The fertility rate is the number of births per 1,000 females of childbearing age, 15 to 44.
The report also noted that the preterm birth rate (before 37 completed weeks of gestation) didn’t change, but 3 in 10 babies were born at 37 to 38 weeks gestation.
According to the report, 3,596,017 births were recorded in the United States, down 2% from 2022 and 2021. The general fertility rate dropped 3% to 54.5 births per 1,000 females ages 15-44, which is considered child-bearing age.
The birth rate for teens ages 15-19 continued to fall, this time by 4% from 2022 to 13.1 births per 1,000 females. That number was down 6% compared to 2021. The biggest change (a 5% drop) was among teens 18-19. Among those 15-17, the birth rate declined 2%.
Compared to the most recent highest number of births, in 2007, that’s a 17% decrease in births and a 21% drop in the fertility rate.
Just over three-fourths of pregnancies involved prenatal care in the first trimester, but the share was 1% lower than in 2022, which itself was 2% lower than in 2021. Care starting in the second trimester increased 4% in 2023 to 16.9%.
The report said that 5.7% of prenatal care began in the third trimester. And 2.3% of pregnancies included no prenatal care at all.
According to the report, 10.41% of babies were born preterm, delivered before 37 weeks, which was essentially unchanged from 2022. The share born early term — at 37-38 weeks gestation — rose 2% to 29.85% from 2022 to 2023, after a 4% increase from 2021. Meanwhile, the share born late or post-term (after 40 weeks gestation) was 4.82% in 2023, down from 4.99% in 2022.
Birth rates are dropping in most countries, including the United States, where the total fertility rate is now 1.62 births per woman, using 2023 data. The replacement rate, which is the rate at which the population size is stable, is 2.1. Some countries, including Hong Kong and South Korea, are now well below 1. Others, including Italy and Japan, hover around 1.2 children per woman.
As Deseret Magazine reported recently, “Demographers are now projecting that nearly every country outside of sub-Saharan Africa will soon be failing to replace their people. This will, in turn, leave them struggling with an inverted pyramid of care as fewer working people will pay into public programs that support aging populations who are living longer.”
The journal The Lancet predicts the global fertility rate will drop from 2.2 in 2021 to 1.6 in the year 2100.
In the 2021 report “More Work, Fewer Babies: What Does Workism Have to Do with Falling Fertility,” Institute for Family Studies senior fellow Laurie DeRose and research fellow Lyman Stone argued that work-focused personal values could put what they call “workism” and “familism” at odds. The two words indicate whether a person derives their sense of identity primarily from their career or from their family roles.

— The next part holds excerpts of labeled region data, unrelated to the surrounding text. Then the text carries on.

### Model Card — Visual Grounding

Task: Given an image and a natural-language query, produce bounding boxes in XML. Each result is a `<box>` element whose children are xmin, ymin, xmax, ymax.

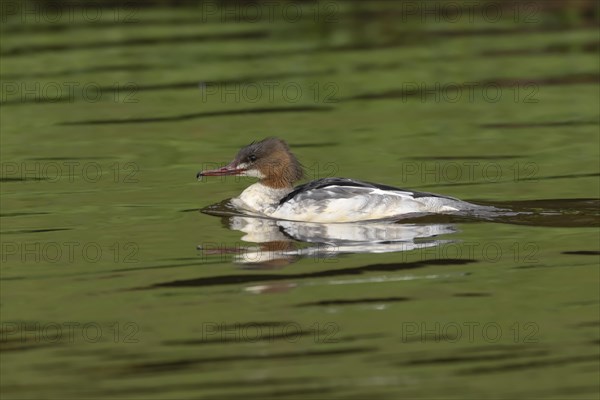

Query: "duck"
<box><xmin>196</xmin><ymin>137</ymin><xmax>489</xmax><ymax>223</ymax></box>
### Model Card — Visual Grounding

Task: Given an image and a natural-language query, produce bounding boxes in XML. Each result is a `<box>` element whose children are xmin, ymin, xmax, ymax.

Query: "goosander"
<box><xmin>196</xmin><ymin>138</ymin><xmax>490</xmax><ymax>223</ymax></box>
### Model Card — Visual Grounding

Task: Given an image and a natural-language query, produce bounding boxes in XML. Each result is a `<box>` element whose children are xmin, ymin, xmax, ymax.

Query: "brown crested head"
<box><xmin>233</xmin><ymin>137</ymin><xmax>304</xmax><ymax>189</ymax></box>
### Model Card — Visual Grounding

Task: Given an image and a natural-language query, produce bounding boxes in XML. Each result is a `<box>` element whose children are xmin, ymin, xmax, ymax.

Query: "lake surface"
<box><xmin>0</xmin><ymin>1</ymin><xmax>600</xmax><ymax>399</ymax></box>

The two said that for policymakers concerned about the economic and other future impacts of stalled fertility, programs that support work are less helpful than “policies that help families function regardless of whether, for example, both partners work or one parent stays home with the children,” per Deseret News coverage of the report.
“The ramifications of letting fertility slide could be dire, experts have said, from too few skilled workers for a robust economy to more people needing help than workers to support the programs designed to provide the help. Predictions include everything from reduced Social Security payments to school closures and a housing market where nothing moves,” the article said.